Penggunaan obat-obatan sebenarnya bukan kewajiban mutlak dalam penanganan batuk ringan. Farmakoterapi baru disarankan apabila gejala yang muncul sudah mulai mengganggu kenyamanan istirahat atau aktivitas harian.
Hubungan dengan Influenza
Mekanisme serupa juga terjadi pada kasus influenza atau flu yang merupakan infeksi virus akut pada sistem pernapasan. Penyakit yang menyerang hidung hingga paru-paru ini sangat mudah menular melalui percikan air liur atau droplet.

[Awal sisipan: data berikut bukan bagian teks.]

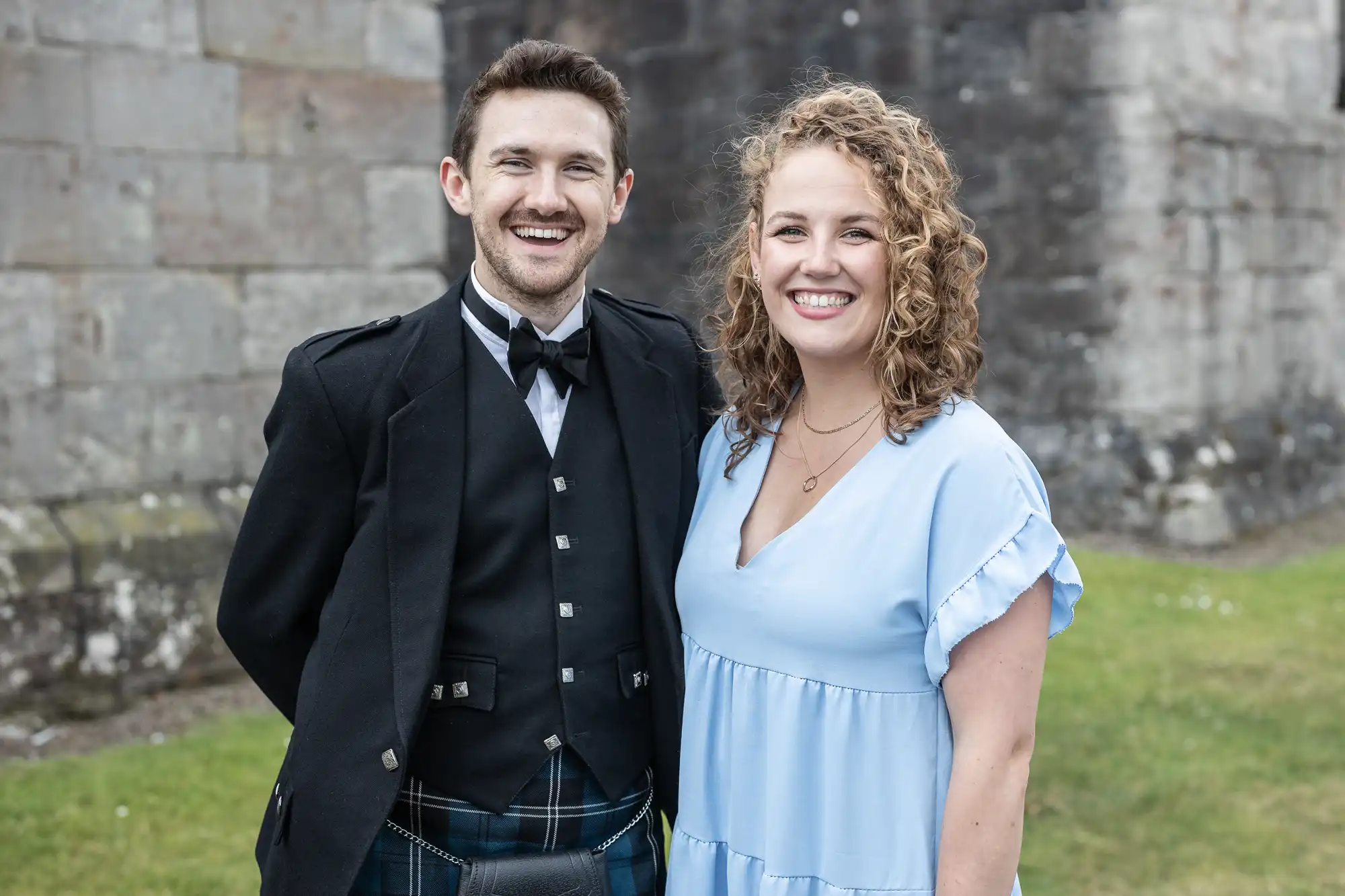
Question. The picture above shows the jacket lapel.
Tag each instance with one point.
(648, 419)
(426, 469)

Badan Kesehatan Dunia atau WHO dalam laporannya tahun 2025 mengingatkan potensi komplikasi serius akibat flu. Kelompok rentan seperti anak-anak, lansia, dan wanita hamil perlu waspada meski penyakit ini umum terjadi.
Gejala klasik seperti demam, nyeri tenggorokan, dan nyeri otot biasanya menyertai kondisi ini. Namun seperti halnya batuk, flu juga bisa sembuh dengan sendirinya dalam rentang waktu satu hingga dua minggu tanpa pengobatan khusus.
Kecepatan penyembuhan ini sangat bergantung pada kondisi internal tubuh pasien. Semakin baik daya tahan tubuh seseorang maka semakin cepat pula virus tersebut dapat ditaklukkan.
“Individu dengan sistem kekebalan tubuh yang kuat cenderung mengalami proses pemulihan yang lebih cepat dibandingkan mereka yang daya tahan tubuhnya lemah,” demikian penjelasan medis tersebut.